E. The network administrator can configure static secure or sticky secure MAC addresses in the voice VLAN.
Answer: C,D
Explanation:
Follow these guidelines when configuring port security:
+ Port security can only be configured on static access ports, trunk ports, or 802.1Q tunnel ports.
+ A secure port cannot be a dynamic access port.
+ A secure port cannot be a destination port for Switched Port Analyzer (SPAN).
+ A secure port cannot belong to a Fast EtherChannel or Gigabit EtherChannel port group.
+ You cannot configure static secure or sticky secure MAC addresses on a voice VLAN.
+ When you enable port security on an interface that is also configured with a voice VLAN, you must set the maximum allowed secure addresses on the port to at least two.
+ If any type of port security is enabled on the access VLAN, dynamic port security is automatically enabled on the voice VLAN.
+ When a voice VLAN is configured on a secure port that is also configured as a sticky secure port, all addresses seen on the voice VLAN are learned as dynamic secure addresses, and all addresses seen on the access VLAN (to which the port belongs) are learned as sticky secure addresses.
+ The switch does not support port security aging of sticky secure MAC addresses.
+ The protect and restrict options cannot be simultaneously enabled on an interface.
(Reference: http://www.cisco.com/en/US/docs/switches/lan/catalyst3550/software/release/12.1_19_ea1
/configuration/guide/swtrafc.html)
Q8. - (Topic 5)
What are three benefits of GLBP? (Choose three.)
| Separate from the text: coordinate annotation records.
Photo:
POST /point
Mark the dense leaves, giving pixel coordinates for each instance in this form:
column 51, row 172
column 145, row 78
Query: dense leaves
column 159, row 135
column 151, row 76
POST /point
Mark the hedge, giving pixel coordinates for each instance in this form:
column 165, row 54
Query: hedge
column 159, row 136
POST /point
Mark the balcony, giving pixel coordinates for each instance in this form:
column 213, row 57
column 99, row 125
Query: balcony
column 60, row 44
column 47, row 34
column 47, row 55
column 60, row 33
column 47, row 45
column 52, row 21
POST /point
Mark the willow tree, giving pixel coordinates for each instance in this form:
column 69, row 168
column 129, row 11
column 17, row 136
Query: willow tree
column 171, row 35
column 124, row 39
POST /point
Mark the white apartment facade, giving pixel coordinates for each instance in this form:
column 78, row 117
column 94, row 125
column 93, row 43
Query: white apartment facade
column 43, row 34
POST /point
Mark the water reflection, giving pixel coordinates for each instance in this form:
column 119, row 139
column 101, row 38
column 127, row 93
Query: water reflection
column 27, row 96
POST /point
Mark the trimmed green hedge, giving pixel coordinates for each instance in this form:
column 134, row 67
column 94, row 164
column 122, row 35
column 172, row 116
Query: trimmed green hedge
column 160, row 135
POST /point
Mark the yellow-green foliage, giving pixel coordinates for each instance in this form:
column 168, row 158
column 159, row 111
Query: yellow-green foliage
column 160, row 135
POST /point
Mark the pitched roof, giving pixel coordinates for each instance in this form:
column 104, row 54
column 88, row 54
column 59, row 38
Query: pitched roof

A. GLBP supports up to eight virtual forwarders per GLBP group.
B. GLBP supports clear text and MD5 password authentication between GLBP group members.
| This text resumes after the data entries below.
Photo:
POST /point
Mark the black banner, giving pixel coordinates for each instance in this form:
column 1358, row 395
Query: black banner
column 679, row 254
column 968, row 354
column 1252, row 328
C. GLBP is an open source standardized protocol that can be used with multiple vendors.
D. GLBP supports up to 1024 virtual routers.
E. GLBP can load share traffic across a maximum of four routers.
F. GLBP elects two AVGs and two standby AVGs for redundancy.
Answer: B,D,E
Q9. - (Topic 8)
Which two statements about IPv6 and routing protocols are true? (Choose two.)
A. Link-local addresses are used to form routing adjacencies.
B. OSPFv3 was developed to support IPv6 routing.
C. EIGRP, OSPF, and BGP are the only routing protocols that support IPv6.
D. Loopback addresses are used to form routing adjacencies.
E. EIGRPv3 was developed to support IPv6 routing.
Answer: A,B
Q10. - (Topic 3)
Which command encrypts all plaintext passwords?
A. Router# service password-encryption
B. Router(config)# password-encryption
C. Router(config)# service password-encryption
D. Router# password-encryption
Answer: C
Explanation:
Command
The “service password-encryption” command allows you to encrypt all passwords on your router so they cannot be easily guessed from your running-config. This command uses a very weak encryption because the router has to be very quickly decode the passwords for its operation.
It is meant to prevent someone from looking over your shoulder and seeing the password, that is all. This is configured in global configuration mode.